Gronk Retires

Everyone will be comparing Gronk to other TEs but his greatness far exceeded the TE position. Let's instead compare him to the best WR over the same years, all the while remembering that he was also one of the best blockers the league has known. There are no words to adequately describe his greatness.

Gronk: 521-794 for 65.6%, 7855 yards, 79 TD, 14 INT, 9.9 YPA, 123.8 target rating

ABrown: 831-1267 for 65.6%, 11026 yards, 73 TD, 38 INT, 8.7 YPA, 99.7 target rating
 
I'll just say he's young and he might very well end up coming back after a year off. We will see. Not much of a chance, but there's a chance.
 
Tom Curran is trying to stir s**t again. His article on Gronk's retirement starts with a catalogue of how miserable Gronk was with the Pats this past couple of years. Claiming he felt undervalued, unwanted etc., not paid enough....

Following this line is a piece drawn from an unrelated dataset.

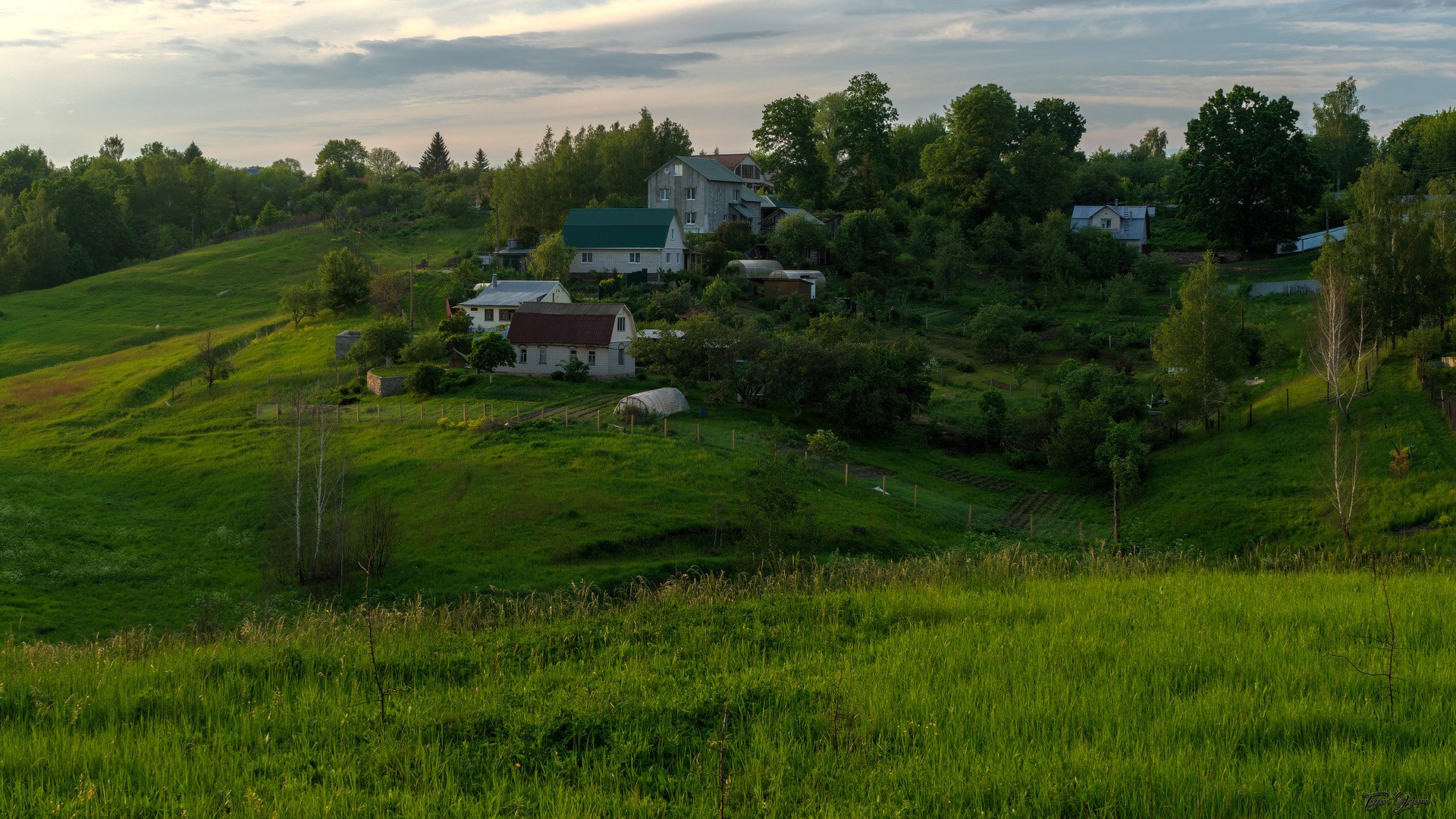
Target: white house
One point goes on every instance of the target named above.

I don't believe any of it as it was Gronk himself who refused to be traded and said he would not play for any other coach or QB. And Peter King's article contradicts Curran as he talks about how Gronk's agent Drew Rosenhaus would routinely ask was there any way he could help make Gronks time with the Patriots any better, more money etc. Gronk said no and Rosenhaus even talked to Gronks dad and his dad said, "Drew, he's got more than enough money'"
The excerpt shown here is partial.